To further validate the proposal and investigate the biosynthesis of macrophasetins, the heterologous expression of combinations of mps cluster genes was carried out. When the PKS-NRPS MpsA and its associated enoylreductase partner MpsG were co-expressed in A. nidulans, the expected linear tetramic acid product 6 (structure shown in Figure 4) was not detected from the extracts of the co-expression strain, instead of the decalin-containing compounds 3 and 4 (Figure 3A, trace i). We proposed that the formation of 3 and 4 resulted from the spontaneous non-enzymatic IMDA reaction of 6. However, the results still validated the predicted function of MpsA and MpsG, since the structure of 6 is almost identical to the predicted tetramic acid 1. The only difference is the position of one methyl group, in compound 1 the methyl group attached to carbon 9 while in 6 it attached to carbon 15. This result further proofed our hypothesis that the closer the phylogenetic relationship of PKS domains the closer the structure of their synthesized polyketides.

When MpsA/G and the putative LLDAse MpsD were co-expressed in A. nidulans, 3 was detected from the extract of co-expression strain as the major product (Figure 3A, trace ii). Though a little amount of 4 was still detected, the ratio of 3/4 changed a lot compared to the co-expression strain of MpsA/G. Therefore, the proposed function of MpsD was confirmed to be a DAse catalyzing the endo-IMDA reaction of the linear substrate 6 just as predicted. In addition, since the production of 5 was not detected from the strain expressing MpsA/D/G, we concluded that 5 is the end product of the mps cluster. And the function of the P450 MpsF was validated to be a hydroxylase catalyzing the hydroxylation on 3 at C20 position.

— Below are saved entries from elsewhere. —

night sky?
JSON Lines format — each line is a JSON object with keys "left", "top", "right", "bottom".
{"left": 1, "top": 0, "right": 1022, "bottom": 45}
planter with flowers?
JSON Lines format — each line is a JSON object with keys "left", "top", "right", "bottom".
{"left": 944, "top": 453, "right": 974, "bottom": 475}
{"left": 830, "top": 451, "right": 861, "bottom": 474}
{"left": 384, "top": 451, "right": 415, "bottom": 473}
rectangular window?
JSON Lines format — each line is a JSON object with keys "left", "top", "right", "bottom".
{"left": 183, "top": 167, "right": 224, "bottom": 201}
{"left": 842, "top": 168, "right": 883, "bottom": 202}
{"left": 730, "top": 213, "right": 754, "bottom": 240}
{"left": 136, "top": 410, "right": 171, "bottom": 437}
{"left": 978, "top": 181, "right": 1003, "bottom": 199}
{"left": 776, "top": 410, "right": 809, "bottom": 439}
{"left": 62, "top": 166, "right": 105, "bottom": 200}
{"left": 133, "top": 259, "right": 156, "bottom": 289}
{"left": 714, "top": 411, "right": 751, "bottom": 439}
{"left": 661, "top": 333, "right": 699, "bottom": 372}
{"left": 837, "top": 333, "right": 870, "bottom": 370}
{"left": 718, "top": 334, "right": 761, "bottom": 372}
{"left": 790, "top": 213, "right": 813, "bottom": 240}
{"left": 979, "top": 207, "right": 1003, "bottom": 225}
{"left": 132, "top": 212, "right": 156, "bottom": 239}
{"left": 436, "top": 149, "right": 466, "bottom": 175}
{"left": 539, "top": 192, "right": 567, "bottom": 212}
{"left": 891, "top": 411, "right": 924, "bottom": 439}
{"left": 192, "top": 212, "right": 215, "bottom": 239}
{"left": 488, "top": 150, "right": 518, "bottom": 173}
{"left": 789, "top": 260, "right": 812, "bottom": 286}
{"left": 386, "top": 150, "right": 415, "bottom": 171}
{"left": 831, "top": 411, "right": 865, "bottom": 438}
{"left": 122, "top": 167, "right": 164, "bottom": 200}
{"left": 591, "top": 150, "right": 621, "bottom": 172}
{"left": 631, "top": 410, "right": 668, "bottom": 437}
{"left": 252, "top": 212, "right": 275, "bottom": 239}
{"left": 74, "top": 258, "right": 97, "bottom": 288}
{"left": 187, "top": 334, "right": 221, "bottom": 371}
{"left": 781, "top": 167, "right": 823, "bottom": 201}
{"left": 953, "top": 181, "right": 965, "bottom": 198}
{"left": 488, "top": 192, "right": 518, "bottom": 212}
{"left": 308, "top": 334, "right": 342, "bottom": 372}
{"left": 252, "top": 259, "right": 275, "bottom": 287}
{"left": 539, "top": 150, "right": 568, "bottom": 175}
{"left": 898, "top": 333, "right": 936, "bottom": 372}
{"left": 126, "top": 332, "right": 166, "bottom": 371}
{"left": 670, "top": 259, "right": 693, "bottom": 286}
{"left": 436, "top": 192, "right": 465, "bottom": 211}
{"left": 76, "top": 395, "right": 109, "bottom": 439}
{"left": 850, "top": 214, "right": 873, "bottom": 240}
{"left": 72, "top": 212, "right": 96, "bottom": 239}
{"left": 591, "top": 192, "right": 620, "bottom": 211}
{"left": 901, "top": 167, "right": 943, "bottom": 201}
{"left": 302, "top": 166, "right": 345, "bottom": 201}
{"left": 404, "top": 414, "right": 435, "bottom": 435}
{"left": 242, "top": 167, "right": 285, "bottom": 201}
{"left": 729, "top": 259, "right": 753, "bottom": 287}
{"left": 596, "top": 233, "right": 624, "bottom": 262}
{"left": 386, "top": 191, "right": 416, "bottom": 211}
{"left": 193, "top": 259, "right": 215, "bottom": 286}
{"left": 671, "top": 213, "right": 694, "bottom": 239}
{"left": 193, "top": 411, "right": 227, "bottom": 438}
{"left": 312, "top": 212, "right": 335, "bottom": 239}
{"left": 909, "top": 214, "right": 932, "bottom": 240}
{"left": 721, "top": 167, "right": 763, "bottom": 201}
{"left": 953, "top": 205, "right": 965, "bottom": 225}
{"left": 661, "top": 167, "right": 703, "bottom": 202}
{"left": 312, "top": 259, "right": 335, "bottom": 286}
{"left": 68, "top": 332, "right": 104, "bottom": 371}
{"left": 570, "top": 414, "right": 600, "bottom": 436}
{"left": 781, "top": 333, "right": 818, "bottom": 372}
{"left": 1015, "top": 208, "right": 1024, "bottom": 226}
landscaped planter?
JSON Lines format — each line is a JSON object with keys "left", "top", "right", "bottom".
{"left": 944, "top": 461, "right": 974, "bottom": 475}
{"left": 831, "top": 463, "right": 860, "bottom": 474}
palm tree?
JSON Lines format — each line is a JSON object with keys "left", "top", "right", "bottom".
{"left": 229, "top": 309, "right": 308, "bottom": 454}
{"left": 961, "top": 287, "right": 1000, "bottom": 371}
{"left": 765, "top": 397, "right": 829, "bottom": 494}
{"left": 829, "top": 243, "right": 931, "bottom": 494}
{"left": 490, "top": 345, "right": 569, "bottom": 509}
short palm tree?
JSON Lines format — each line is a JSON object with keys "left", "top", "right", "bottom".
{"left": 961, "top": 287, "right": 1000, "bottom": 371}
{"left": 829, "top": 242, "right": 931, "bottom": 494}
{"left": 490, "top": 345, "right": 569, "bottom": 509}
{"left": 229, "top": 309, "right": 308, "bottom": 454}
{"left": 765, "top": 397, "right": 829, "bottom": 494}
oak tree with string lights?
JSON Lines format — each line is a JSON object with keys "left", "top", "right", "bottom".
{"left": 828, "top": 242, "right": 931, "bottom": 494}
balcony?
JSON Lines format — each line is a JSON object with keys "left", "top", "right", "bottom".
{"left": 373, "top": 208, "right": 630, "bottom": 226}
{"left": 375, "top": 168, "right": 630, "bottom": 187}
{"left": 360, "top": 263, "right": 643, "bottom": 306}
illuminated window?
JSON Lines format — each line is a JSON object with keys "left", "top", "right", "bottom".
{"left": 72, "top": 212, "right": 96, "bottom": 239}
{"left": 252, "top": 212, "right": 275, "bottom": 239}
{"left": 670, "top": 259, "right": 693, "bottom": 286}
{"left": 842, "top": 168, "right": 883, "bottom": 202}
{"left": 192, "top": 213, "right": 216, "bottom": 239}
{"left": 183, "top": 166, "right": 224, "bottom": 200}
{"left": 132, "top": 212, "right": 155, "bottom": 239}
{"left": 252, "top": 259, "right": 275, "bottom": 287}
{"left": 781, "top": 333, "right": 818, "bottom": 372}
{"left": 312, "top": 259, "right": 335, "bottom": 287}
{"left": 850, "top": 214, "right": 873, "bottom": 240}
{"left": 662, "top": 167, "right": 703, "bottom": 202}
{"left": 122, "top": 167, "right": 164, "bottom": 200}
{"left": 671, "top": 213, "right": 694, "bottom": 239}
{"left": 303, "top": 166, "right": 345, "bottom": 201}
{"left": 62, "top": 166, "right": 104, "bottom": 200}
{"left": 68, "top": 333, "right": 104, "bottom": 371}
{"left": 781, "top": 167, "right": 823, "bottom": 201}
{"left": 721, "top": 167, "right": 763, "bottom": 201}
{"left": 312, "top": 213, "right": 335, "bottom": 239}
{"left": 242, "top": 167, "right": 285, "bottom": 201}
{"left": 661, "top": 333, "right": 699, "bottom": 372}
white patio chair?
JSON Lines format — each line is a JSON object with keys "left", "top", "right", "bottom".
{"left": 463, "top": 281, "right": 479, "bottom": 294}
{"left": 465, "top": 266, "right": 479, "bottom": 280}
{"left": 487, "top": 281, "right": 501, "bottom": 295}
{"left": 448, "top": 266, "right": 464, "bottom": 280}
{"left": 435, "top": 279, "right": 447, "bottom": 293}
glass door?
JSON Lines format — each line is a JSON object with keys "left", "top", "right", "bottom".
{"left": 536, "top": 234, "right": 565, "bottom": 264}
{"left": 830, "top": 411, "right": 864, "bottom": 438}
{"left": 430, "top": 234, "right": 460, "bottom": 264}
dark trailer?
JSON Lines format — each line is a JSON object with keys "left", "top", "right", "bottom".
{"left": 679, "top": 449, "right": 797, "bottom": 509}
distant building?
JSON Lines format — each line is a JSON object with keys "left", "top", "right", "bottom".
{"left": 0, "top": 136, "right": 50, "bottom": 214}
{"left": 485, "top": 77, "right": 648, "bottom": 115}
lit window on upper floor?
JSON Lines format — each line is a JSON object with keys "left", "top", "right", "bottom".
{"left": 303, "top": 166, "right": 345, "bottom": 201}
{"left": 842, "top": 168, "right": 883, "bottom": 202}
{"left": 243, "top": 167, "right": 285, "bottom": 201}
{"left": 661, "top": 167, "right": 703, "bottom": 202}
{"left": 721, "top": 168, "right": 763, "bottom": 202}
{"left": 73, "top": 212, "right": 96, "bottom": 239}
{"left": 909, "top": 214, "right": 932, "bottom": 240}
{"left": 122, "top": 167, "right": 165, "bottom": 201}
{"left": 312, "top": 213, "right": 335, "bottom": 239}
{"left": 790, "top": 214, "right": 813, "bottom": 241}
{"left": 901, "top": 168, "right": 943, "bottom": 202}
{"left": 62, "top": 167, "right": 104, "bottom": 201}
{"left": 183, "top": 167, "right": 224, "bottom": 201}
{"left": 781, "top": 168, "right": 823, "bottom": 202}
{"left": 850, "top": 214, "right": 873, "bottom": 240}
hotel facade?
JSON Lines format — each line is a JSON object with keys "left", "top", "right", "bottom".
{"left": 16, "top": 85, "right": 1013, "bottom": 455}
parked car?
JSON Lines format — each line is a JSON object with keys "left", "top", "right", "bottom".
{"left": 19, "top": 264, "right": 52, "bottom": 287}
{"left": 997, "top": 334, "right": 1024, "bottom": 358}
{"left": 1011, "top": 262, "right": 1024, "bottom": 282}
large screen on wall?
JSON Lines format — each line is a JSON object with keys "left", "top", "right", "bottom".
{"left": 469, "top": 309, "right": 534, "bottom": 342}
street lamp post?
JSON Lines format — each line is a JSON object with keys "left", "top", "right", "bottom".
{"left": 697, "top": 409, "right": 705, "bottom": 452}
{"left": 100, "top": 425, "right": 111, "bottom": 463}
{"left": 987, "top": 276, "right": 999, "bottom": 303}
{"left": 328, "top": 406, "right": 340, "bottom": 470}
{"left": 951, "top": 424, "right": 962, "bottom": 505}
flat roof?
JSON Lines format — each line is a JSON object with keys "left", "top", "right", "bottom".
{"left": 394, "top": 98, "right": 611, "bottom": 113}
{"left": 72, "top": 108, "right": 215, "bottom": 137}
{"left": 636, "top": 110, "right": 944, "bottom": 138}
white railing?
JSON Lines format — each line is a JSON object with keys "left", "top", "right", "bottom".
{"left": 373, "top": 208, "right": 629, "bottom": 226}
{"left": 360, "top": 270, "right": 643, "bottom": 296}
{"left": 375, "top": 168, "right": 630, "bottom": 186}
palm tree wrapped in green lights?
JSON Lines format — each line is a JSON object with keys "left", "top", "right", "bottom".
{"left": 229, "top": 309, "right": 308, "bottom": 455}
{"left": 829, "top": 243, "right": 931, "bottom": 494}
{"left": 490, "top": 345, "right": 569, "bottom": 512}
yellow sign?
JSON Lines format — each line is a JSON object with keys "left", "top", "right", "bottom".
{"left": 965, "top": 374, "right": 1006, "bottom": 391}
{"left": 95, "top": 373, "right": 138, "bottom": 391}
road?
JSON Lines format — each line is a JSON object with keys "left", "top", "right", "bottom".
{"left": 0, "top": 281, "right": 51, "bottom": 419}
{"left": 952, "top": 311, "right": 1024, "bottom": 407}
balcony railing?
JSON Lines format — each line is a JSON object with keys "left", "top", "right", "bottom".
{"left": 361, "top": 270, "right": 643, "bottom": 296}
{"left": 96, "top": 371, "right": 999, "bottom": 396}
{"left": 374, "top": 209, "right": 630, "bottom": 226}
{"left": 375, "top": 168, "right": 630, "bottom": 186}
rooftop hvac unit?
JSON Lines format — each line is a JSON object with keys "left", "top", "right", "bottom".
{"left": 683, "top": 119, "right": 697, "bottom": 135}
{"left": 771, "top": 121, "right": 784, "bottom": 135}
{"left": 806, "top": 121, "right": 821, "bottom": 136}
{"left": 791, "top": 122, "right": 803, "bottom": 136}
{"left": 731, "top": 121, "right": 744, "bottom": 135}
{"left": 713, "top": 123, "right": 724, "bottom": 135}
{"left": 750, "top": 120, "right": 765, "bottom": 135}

Based on these findings, we proposed the biosynthetic pathway of macrophasetins. As shown in Figure 4, the PKS-NRPS MpsA together with its associated enoylreductase partner MpsG incorporate one unit of acetyl-CoA, seven units of malonyl-CoA, and one unit of l-alanine to assemble the backbone of macrophasetins to afford the linear tetramic acid intermediate 6. Without the LLDAse MpsD, 6 can undergo the non-enzymatic IMDA reaction to generate both 3 and 4. Catalyzed by MpsD, 6 is thoroughly converted to 3 via the endo-IMDA reaction in a regioselective and stereoselective manner. Finally, the P450 MpsF catalyzes the hydroxylation at C20 to yield the end product 5.